Harold looked up as my shadow passed the doorway, and he called me in. “Look here, Hawkins,” says Harold, “we are about to guess how Stoner disappears on the island.”
I looked at the sheet of paper; it was a map. “This is a map of the island,” explained Robby, “and here is the place where Stoner always disappeared.”
He put his finger on a little spot that had a ring of pencil marks around it. “Those marks are trees,” explained Harold, “and inside that ring of trees is the clearing.”
“What’s this?” I asked, pointing to a mark that looked like a sheaf of wheat.

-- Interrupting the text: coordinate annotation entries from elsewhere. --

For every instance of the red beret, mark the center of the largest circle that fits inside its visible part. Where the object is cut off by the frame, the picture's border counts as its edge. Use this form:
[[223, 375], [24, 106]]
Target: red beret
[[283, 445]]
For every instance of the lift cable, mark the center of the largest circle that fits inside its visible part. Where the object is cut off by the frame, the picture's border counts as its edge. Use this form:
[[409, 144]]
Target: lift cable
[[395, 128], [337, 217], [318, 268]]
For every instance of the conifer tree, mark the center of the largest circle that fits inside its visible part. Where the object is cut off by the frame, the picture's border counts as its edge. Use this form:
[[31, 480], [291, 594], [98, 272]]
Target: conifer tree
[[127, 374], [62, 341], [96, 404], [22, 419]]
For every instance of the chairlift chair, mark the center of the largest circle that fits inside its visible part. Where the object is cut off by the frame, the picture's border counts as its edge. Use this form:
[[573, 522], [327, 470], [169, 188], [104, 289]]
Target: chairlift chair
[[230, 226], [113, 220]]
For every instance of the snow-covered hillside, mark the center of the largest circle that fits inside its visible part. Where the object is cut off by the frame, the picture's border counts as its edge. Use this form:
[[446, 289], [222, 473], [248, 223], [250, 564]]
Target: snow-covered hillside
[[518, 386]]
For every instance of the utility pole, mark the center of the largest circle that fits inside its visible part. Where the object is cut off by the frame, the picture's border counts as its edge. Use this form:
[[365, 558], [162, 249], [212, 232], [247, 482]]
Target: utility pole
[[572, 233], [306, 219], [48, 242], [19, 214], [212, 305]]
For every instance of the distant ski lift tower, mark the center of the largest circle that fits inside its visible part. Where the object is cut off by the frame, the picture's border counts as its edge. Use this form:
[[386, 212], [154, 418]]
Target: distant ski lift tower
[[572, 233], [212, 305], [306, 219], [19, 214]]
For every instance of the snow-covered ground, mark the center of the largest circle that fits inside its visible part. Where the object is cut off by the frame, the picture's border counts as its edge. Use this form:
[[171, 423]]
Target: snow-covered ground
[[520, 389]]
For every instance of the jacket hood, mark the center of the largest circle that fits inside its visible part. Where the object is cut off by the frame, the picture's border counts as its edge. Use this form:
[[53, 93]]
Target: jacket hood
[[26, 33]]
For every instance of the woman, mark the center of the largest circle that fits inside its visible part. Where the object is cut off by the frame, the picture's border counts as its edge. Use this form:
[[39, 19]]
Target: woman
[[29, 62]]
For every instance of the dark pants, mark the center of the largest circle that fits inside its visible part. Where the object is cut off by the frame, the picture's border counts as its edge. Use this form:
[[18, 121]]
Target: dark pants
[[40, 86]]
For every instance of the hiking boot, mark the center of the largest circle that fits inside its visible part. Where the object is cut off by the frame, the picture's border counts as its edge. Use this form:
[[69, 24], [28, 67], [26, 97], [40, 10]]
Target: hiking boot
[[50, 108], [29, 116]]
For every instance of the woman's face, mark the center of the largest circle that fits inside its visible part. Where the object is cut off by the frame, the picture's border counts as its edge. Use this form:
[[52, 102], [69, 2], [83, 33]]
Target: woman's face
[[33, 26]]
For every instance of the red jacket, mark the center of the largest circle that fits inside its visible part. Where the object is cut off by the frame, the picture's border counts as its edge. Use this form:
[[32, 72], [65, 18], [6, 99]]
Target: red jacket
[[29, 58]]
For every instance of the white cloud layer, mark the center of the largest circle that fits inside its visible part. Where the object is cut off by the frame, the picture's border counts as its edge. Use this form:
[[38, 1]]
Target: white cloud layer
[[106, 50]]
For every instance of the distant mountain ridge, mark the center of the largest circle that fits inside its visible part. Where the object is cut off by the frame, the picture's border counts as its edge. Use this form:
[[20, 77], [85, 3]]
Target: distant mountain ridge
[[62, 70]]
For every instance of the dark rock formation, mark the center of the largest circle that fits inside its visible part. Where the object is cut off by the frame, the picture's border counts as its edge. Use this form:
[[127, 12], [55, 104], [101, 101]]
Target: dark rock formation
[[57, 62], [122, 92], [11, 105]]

“That,” says Robby Hood, “is an old tree that was struck by lightning, standing near the edge of the clearing, and all these things are bushes and trees around the clearing.”
“Well,” I says, “the map is all right, but it don’t tell anything about how Stoner disappears.”
Robby and Hal looked at each other and smiled.
“You’ll be able to see it all clear,” says Robby as he started to roll up the map, “when we get it finished. It’s a good job so far, ain’t it, Hawkins?”
“If you mean the map,” I says, “sure it is.”